The Harman Kardon Invoke was fine. But let’s be real — the first Cortana smart speaker was dead on arrival. Microsoft’s smart assistant has its strong suits, but thus far statement of purpose hasn’t been among them. CEO Satya Nadella appears to have acknowledged as much this week during a media event at the company’s Redmond campus.
“Defeat” might be a strong word at this stage, but the executive is publicly acknowledging that the company needs to go back to the drawing board. In its current configuration, the best Microsoft can seemingly hope for with Cortana is a slow ramp up after a greatly delayed start. For all of the company’s recent successes, the gulf between its offering and Alexa, Assistant and (to a lesser degree) Siri must seem utterly insurmountable.
The new vision for Cortana is an AI offering that works in tandem with products that have previously been considered its chief competitors. That’s in line with recent moves. Over the summer, Microsoft and Amazon unveiled integration between the two assistants. Nadella used this week’s event to both reaffirm plans to work with Alexa and Google Assistant and note that past categories probably don’t make sense, going forward.
“We are very mindful of the categories we enter where we can do something unique,” he told the crowd. “A good one is speakers. To me the challenge is, exactly what would we be able to do in that category that is going to be unique?”

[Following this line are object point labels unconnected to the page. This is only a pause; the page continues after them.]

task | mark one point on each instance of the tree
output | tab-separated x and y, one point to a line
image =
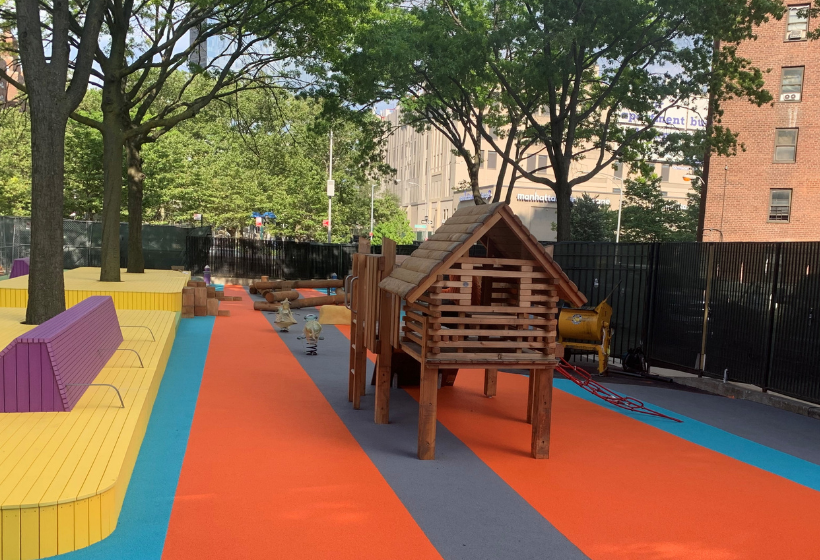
55	84
648	217
15	163
592	221
582	64
84	172
254	153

It’s a fair question. And the answer, thus far, is nothing. Like Samsung’s Bixby offerings, the primary distinguisher has been the devices on which it has chosen to roll out — appliances for Bixby and PCs for Microsoft. And while moves by Apple, Amazon and Google have all been acknowledgements that desktops and laptops may play an important role in the growth of smart assistants moving forward, they were hardly a major driver early on.